There are some mis-statements in both the POW Network and TFO summaries that call into question the other undocumented statements made in the biographic reports:
  • The 33rd ARRS was based at Kadena Air Base, Okinawa, not at Da Nang. Both Hobson and the Jolly Greens assign the aircraft to the 37th ARRS, Danang. USAF casualty records indicate only Adams was associated with the 33rd ARRS, and he was TDY to the 37th ARRS.
  • TFO says that the Albatross was "capable of making vertical recoveries on land or over water" and of course it was not. As a fixed-wing amphibian it could land on water but it certainly couldn't hover for a vertical recovery.

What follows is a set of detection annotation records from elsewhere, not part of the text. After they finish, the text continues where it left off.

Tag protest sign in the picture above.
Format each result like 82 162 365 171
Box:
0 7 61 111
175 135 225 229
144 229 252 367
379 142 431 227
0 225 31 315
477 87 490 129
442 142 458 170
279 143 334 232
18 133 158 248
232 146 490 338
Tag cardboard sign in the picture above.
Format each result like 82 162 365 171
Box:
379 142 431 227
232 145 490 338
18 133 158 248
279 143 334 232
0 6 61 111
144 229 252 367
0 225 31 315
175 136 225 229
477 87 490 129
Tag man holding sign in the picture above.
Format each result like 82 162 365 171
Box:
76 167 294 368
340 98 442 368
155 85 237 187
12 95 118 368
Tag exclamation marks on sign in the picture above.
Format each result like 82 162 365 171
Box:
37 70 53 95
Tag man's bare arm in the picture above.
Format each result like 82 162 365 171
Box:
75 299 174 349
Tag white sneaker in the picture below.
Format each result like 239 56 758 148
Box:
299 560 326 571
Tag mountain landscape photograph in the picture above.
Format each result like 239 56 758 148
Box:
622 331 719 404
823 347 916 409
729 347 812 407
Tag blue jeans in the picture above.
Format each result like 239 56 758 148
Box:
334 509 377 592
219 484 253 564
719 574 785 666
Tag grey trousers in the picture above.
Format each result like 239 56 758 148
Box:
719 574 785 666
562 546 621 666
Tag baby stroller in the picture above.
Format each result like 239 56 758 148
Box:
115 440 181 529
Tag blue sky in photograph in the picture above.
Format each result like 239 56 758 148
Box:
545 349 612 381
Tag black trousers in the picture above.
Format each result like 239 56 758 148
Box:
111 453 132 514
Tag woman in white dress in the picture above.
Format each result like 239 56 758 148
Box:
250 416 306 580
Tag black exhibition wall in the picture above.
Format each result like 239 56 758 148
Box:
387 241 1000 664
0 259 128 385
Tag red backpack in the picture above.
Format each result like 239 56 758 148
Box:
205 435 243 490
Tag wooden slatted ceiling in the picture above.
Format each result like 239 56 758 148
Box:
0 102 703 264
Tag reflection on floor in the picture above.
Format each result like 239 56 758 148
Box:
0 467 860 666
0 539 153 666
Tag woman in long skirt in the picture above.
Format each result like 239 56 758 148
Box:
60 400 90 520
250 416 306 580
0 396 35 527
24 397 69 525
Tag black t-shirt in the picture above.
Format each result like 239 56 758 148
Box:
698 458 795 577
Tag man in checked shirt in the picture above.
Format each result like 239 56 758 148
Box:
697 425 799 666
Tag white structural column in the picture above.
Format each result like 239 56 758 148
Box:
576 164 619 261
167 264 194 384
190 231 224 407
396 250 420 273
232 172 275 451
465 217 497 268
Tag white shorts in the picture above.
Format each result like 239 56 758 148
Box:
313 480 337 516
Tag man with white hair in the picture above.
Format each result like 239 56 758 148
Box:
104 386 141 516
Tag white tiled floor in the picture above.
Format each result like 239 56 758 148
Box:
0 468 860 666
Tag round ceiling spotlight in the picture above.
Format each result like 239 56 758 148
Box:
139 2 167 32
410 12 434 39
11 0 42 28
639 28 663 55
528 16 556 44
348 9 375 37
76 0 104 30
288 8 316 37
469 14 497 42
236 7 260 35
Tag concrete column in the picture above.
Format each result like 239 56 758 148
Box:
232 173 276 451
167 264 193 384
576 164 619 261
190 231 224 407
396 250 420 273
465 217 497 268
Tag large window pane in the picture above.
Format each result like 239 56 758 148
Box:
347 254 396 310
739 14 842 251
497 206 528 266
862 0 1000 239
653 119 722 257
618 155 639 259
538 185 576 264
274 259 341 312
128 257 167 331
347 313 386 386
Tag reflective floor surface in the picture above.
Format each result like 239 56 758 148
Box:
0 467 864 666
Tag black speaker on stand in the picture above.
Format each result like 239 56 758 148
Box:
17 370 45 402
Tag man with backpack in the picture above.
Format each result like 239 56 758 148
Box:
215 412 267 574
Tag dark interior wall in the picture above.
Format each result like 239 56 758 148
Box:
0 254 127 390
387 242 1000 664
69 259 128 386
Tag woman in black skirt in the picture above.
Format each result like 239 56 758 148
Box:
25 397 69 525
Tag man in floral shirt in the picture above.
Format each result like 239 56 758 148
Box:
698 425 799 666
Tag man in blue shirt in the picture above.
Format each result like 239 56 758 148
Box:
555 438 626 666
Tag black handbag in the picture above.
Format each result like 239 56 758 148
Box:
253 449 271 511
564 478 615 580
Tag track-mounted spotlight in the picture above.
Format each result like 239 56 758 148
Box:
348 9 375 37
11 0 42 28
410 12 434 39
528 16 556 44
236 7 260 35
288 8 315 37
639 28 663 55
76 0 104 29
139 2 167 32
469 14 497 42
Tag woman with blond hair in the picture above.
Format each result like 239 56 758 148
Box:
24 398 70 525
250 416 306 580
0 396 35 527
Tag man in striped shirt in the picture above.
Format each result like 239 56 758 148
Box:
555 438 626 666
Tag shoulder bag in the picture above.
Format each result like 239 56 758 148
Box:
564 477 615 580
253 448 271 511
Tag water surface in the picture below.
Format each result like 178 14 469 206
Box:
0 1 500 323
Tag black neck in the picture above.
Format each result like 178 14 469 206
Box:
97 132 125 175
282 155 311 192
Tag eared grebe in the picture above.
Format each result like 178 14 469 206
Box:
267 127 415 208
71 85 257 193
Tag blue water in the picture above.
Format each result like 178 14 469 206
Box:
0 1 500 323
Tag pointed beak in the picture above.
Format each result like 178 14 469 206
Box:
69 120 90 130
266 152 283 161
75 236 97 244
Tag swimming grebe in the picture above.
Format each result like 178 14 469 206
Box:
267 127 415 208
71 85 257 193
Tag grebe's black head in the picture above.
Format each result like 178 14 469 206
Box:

  • Both sites say the Albatross was escorted by "A1E Skyhawks"; the A-1 Skyraider (USN/USAF) and the A-4 Skyhawk (USN/USMC) are two very different aircraft.
  • Both sites state that the last radio contact was made at 5:45/1745 hours but TFO implies that other contact (radio? radar?) continued for nearly five hours after 1745.
  • Both sites indicate a successful SAR pick-up but then dismiss the absence of any personnel aboard the HU-16 other than its crew. The POW Network simply says "There is no available information on the downed crewman the Albatross was sent to rescue." while TFO says "Because there is no record of the identity of the pilot recovered during this missing, it is believed he was a member of an allied force". No other US aircraft went down over the Gulf of Tonkin on 18 Oct 1966, and no allied (i.e., South Vietnamese) air operations were conducted in the northern Gulf of Tonkin.
Overall, it appears that the HU-16 was on a routine SAR patrol offshore Route Package 1 in North Vietnam and that it went down due to weather conditions. What is uncontested is that seven Air Force aircrewmen were lost.

The UH-16 crew received promotions during the period they were maintained Missing in Action: Angstadt and Rackley were promoted to the rank of Lieutenant Colonel; Long to the rank of Captain; Clark and Hill to the rank of Chief Master Sergeant; Shoneck to the rank of Senior Master Sergeant; and Adams to the rank of Master Sergeant.

On 18 July 1973, the Secretary of the Air Force approved Presumptive Findings of Death for all seven men. Their remains have not been repatriated.